Should i be worried?
Posted Mon Apr 09, 2012 03:06 PM
I've been with my boyfriend for a few months and he's never made me orgasm. I'm 19 years old and have not ever had a guy make me cum. Its weird because on my own i can do it in a few minutes, with the help of porn. I've tried "relaxing and just enjoying it" but that doesn't seem to work. I'm too worried that its going to jeopardize our relationship in the long run, i really do love him but this is really frustrating for me. Sex toys and watching porn with him are out of the question as well. I was thinking of abstaining from porn, would that help?
Thanks in advance
Posted Mon Apr 09, 2012 03:09 PM
Posted Mon Apr 09, 2012 03:52 PM
Also, why don't you feel like you can use toys or watch porn with your boyfriend?
Posted Mon Apr 09, 2012 06:16 PM
Unfortunately I think you might have to stop with the porn and toys while you do - sorry it's the only way for now. Later you might be able to reintroduce them. I dated a woman once who could only get off with a vibrator. Took her a month of non-usage but we got there and it was worth it for her. Later she could use a vibrator occasionally and still be ok. You have trained your body one way, need to work to train it the other way.

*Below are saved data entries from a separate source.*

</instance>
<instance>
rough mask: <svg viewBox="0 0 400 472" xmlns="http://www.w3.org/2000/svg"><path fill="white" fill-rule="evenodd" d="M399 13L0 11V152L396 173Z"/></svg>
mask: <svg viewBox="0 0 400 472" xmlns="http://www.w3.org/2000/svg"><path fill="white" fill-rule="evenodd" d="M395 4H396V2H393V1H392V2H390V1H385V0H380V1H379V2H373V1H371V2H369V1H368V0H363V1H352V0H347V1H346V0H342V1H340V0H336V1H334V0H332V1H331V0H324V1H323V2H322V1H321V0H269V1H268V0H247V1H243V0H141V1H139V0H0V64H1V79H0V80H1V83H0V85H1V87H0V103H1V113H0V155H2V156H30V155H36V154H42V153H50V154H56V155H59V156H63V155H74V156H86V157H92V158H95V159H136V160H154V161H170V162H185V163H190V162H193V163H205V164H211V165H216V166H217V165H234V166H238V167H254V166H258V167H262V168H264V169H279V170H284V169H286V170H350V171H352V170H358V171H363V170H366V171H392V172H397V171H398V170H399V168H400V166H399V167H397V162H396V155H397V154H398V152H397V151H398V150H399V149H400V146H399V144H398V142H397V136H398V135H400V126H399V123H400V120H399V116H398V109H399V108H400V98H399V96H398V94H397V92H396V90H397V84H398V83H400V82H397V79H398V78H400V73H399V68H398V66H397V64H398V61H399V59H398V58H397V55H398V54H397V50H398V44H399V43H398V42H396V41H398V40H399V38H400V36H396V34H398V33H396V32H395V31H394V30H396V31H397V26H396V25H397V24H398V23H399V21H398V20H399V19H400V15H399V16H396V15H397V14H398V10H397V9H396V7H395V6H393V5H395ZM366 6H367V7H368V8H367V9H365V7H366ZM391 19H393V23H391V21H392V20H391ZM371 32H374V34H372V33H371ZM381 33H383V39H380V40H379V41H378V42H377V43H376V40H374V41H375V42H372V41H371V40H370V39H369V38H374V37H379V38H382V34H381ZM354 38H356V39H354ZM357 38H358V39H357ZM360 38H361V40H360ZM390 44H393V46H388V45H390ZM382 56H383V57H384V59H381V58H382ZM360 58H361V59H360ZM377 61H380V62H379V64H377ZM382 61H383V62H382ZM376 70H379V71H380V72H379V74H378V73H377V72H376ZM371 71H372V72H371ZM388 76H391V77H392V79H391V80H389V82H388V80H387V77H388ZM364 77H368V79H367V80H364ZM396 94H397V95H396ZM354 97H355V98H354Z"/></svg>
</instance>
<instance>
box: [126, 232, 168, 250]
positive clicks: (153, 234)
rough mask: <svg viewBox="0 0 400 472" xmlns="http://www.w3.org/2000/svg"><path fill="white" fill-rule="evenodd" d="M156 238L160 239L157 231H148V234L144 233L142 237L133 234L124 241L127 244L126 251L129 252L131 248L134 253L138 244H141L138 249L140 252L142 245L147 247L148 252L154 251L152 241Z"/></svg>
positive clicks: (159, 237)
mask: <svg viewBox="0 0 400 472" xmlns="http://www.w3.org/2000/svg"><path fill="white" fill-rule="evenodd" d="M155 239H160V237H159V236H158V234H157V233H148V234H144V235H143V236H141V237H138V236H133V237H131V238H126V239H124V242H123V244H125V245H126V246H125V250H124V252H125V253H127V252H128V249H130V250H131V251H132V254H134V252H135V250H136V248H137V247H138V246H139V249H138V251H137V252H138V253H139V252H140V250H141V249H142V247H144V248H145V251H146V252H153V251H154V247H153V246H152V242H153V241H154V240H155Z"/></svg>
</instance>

Good luck - what we do for love...
Posted Mon Apr 09, 2012 06:34 PM
Is your boyfriend only performing penis vaginal intercourse? If this is what he is doing exclusively the success rate for an orgasm is likely pretty low especially if he is inexperienced. How is the foreplay, the kissing, touches to your non genital but erotic zones. Does he perform oral, use his hands, ensure lubrication? Does he simply cum to early? What is his experience level? Has he read any books or done internet searches on how to please a woman? Guidance from you is good but if he has no understanding of female physiology he needs to do some reading or watch some instructional videos. There are tons of resources out there.
Ensure you don't fake an orgasm with him as you deserve to be fully pleasured and he won't learn if he thinks he's a god in bed. If he's not willing to learn than you should consider moving on.